Ce dernier affront à nos religions, doublé de relents communautaires est un véritable cocktail Molotov dont la déflagration n’épargnera personne.
Trop c’est trop
Nous devons nous ressaisir pour mettre immédiatement et énergiquement un terme à cette spirale d’autodestruction.
Les fils du terroir, de quelque bord qu’ils soient et ou qu’ils résident doivent pour cela mettre leurs ressentiments de côté et s’engager résolument dans cette mission salvatrice. Les autres composantes de la nation doivent déployer la même énergie pour le même objectif.
Les bases et les ressources morales pour y arriver existent.
Une première raison est que cette région est celle dont d’éminents fils ont montré la voie depuis longtemps pour forger des alliances fécondes qui ont ébranlé les assises du pouvoir colonial et jeter les bases de notre nation. Ainsi, le grand résistant Zébéla Togba Pivi avait en son temps apporté une aide très précieuse à l’Almamy Samory Touré dans sa mémorable lutte contre la pénétration coloniale. Fait rare pour être signalé, l’Almamy matérialisera sa gratitude en offrant à son allié Zebela Togba une légendaire bague que les héritiers de ce dernier conservent encore précieusement aujourd’hui.

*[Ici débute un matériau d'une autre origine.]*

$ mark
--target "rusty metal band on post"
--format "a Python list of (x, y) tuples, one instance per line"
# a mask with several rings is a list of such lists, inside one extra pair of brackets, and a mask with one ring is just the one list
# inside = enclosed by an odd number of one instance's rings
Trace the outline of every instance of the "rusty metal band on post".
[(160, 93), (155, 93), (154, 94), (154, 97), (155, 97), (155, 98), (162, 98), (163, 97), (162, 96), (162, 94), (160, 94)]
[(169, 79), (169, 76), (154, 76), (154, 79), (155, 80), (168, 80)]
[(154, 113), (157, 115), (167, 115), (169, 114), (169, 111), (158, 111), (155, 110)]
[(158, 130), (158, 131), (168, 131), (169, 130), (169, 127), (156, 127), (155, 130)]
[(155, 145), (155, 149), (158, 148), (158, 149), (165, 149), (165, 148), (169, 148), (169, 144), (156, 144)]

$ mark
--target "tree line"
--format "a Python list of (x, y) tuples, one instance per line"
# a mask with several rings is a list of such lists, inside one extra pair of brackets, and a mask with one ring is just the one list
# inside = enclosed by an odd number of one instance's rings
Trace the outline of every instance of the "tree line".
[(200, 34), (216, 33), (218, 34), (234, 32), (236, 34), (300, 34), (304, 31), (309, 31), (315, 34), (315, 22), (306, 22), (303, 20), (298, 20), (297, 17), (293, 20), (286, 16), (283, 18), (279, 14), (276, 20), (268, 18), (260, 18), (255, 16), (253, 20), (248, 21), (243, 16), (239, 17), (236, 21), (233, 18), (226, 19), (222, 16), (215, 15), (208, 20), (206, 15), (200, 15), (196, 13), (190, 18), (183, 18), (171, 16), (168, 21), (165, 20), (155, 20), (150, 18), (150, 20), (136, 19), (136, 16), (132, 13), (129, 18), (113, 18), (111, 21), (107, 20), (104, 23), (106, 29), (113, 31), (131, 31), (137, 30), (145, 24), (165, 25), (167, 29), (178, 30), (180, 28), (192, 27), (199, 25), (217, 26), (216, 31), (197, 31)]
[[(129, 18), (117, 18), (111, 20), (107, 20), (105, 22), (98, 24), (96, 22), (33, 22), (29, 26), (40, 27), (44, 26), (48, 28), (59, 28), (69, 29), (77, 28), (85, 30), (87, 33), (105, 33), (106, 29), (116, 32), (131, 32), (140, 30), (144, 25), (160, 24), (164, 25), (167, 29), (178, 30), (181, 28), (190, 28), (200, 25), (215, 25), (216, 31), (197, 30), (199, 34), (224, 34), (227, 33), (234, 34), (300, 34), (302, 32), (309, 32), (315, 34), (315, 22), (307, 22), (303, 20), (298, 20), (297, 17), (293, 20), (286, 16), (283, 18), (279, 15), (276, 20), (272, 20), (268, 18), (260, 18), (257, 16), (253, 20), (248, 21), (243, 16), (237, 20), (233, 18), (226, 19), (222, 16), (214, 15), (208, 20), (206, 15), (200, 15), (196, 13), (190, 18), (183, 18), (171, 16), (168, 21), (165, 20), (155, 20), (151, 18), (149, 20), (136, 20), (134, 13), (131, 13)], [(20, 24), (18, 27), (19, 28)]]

Il y a lieu aussi de rappeler que c’est à Nzérékoré que le très respecté Niankoye Samoï s’associa avec le futur président Ahmed Sékou Touré pour former la première liste de candidatures communes afin de briguer des sièges à l’Assemblée Territoriale en1953 et ceci bien avant l’élection de Sékou Touré à Beyla.
Une deuxième raison tient au fait que les populations de la contrée devraient être à même de tirer les leçons des douloureux évènements qu’elles ont éprouvé dans un passé récent. En effet, plus que toute autre partie de notre pays, c’est cette région qui a eu à subir les affres des conflits multiformes qui ont ravagé le Libéria, la Sierra Leone et l’Ouest de la Côte d’Ivoire.

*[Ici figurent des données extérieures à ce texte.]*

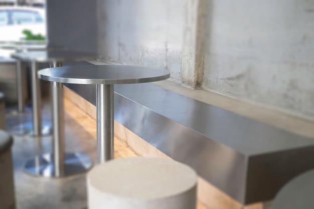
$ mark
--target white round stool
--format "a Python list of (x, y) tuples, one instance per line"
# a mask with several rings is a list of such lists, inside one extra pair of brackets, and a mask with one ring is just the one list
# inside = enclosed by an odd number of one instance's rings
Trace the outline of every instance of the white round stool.
[(195, 209), (197, 175), (174, 160), (112, 160), (87, 174), (89, 209)]

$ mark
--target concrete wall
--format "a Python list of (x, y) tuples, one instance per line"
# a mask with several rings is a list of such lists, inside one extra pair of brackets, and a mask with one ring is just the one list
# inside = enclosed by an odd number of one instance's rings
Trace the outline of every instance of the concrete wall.
[(46, 0), (48, 46), (97, 51), (96, 0)]
[(314, 1), (47, 1), (50, 45), (314, 119)]
[(98, 1), (99, 52), (115, 63), (154, 66), (181, 79), (182, 0)]
[(204, 88), (314, 118), (314, 1), (208, 5)]
[(98, 4), (104, 60), (314, 119), (314, 1)]

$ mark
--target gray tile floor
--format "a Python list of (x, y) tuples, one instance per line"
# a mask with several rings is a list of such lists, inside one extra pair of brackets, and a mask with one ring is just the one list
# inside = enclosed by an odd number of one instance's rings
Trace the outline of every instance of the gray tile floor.
[[(43, 118), (49, 121), (49, 103), (45, 104), (43, 105)], [(32, 119), (30, 113), (22, 117), (23, 120)], [(7, 116), (7, 128), (10, 128), (19, 120), (16, 116)], [(95, 161), (96, 140), (66, 114), (65, 121), (66, 150), (85, 153)], [(41, 141), (40, 152), (51, 151), (51, 136), (41, 138), (14, 136), (12, 150), (17, 208), (86, 208), (85, 173), (62, 178), (45, 178), (31, 176), (24, 171), (24, 163), (26, 159), (36, 153), (35, 144), (38, 141)]]

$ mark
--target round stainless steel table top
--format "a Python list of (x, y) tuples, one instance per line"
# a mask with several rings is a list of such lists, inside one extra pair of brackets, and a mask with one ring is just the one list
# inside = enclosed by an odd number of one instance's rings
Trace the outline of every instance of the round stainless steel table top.
[(0, 44), (0, 49), (19, 51), (43, 50), (47, 49), (44, 45)]
[(24, 40), (24, 41), (0, 41), (0, 44), (9, 44), (15, 45), (45, 45), (45, 40)]
[(285, 184), (272, 203), (273, 209), (314, 208), (314, 169), (298, 175)]
[(98, 56), (95, 54), (88, 52), (56, 50), (16, 53), (12, 54), (11, 57), (24, 61), (53, 63), (67, 61), (85, 61), (95, 59)]
[(41, 79), (78, 84), (122, 84), (165, 80), (170, 73), (147, 67), (87, 65), (47, 68), (38, 72)]

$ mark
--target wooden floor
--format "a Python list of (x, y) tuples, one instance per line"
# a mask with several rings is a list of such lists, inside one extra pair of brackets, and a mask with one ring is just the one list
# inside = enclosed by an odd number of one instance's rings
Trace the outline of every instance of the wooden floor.
[[(96, 136), (96, 121), (91, 117), (86, 114), (78, 107), (75, 106), (67, 99), (65, 99), (65, 107), (67, 114), (73, 120), (79, 123), (95, 139)], [(130, 157), (138, 156), (129, 147), (121, 142), (117, 138), (114, 140), (114, 157), (121, 158)], [(204, 205), (199, 202), (197, 204), (197, 209), (206, 209)]]
[[(46, 120), (51, 120), (50, 102), (44, 102), (43, 114)], [(66, 150), (78, 151), (89, 156), (94, 162), (96, 159), (96, 129), (94, 119), (66, 98), (65, 99)], [(24, 119), (31, 120), (30, 114)], [(11, 120), (8, 121), (8, 120)], [(9, 117), (9, 124), (14, 123)], [(18, 121), (17, 118), (15, 120)], [(17, 209), (86, 209), (87, 196), (85, 173), (60, 178), (36, 177), (27, 174), (23, 169), (25, 160), (34, 156), (34, 143), (39, 138), (14, 136), (13, 158)], [(52, 137), (39, 138), (41, 152), (51, 151)], [(115, 158), (138, 156), (129, 147), (115, 138)], [(206, 209), (199, 203), (198, 209)]]

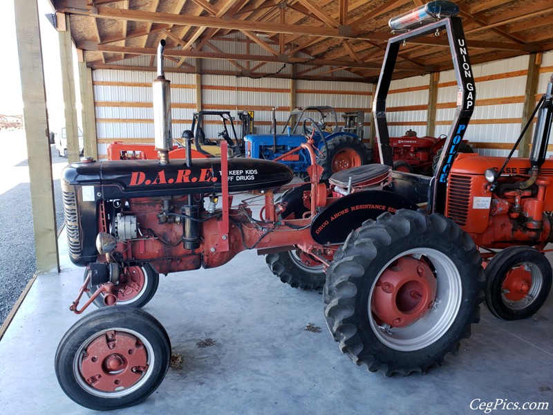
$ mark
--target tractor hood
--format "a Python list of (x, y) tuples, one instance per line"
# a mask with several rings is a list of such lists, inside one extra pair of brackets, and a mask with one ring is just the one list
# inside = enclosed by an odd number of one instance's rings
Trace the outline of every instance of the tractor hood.
[[(221, 158), (194, 160), (190, 167), (184, 160), (77, 163), (64, 169), (62, 184), (100, 186), (104, 199), (221, 193)], [(285, 165), (265, 160), (229, 159), (228, 169), (229, 192), (278, 187), (294, 177)]]

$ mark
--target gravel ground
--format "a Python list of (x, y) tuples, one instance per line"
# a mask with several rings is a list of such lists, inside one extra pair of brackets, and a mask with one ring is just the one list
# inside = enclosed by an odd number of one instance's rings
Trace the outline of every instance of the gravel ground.
[[(27, 146), (22, 130), (0, 131), (0, 324), (35, 271)], [(58, 231), (64, 223), (60, 176), (67, 160), (52, 145)]]

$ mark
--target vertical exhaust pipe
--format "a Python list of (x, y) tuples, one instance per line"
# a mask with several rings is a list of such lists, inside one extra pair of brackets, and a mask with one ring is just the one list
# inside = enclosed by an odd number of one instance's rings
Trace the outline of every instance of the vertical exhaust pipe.
[(171, 82), (165, 79), (163, 50), (165, 41), (158, 46), (158, 77), (151, 82), (153, 103), (153, 137), (160, 164), (169, 164), (169, 150), (172, 147), (171, 136)]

C’est aussi cette contrée qui a malheureusement été entrainée, bien malgré elle, à maintes reprises, dans de regrettables drames communautaires manipulés par des politiciens égoïstes.
Enfin, et c’est là une réalité constante, plus que toute autre partie de la Guinée, cette région est l’endroit où les interpénétrations ethniques ont créé de merveilleux exemples de brassage, de métissages culturels, religieux et même partenariaux entre ses différentes communautés Manons, Kpèlè , Loghoma , Konianké et Malinké.
Ces communautés ont conclu un historique pacte sacré en 1694 à Missadou, en vertu duquel, elles prenaient toutes, le serment inaltérable de toujours vivre dans la bonne entente et la solidarité réciproque.
Ainsi, malgré la stratégie de division des colons, ce pacte ne fut jamais violé pendant toute la période coloniale. Les mêmes communautés ont continué de jouir du même bonheur du vivre ensemble durant toute la première république.
C’est avec l’avènement du libéralisme et du multipartisme que des politiciens en manque de vraie légitimité ont surfé sur la fibre ethnique pour semer la discorde et attiser des problèmes mineurs et de grande banalités qui ont conduit parfois à des affrontements meurtriers.
Il est donc grand temps pour nos populations de tourner le dos aux opportunistes et de revenir aux nobles valeurs qui ont fait leur fierté d’antan.
Ces valeurs ont été magnifiées par le père Apollinaire Cécé curé de la paroisse Saint Augustin de Samoé, dans sa pathétique homélie prononcée lors des funérailles du regretté Albert Loua, maire de la localité. Ce dernier avait rendu l’âme à Conakry en septembre 2009 alors qu’il était venu prendre part à la première réunion des maires de Guinée au cours de laquelle il fut plébiscité comme meilleur Maire du pays à cause de ses remarquables réalisations.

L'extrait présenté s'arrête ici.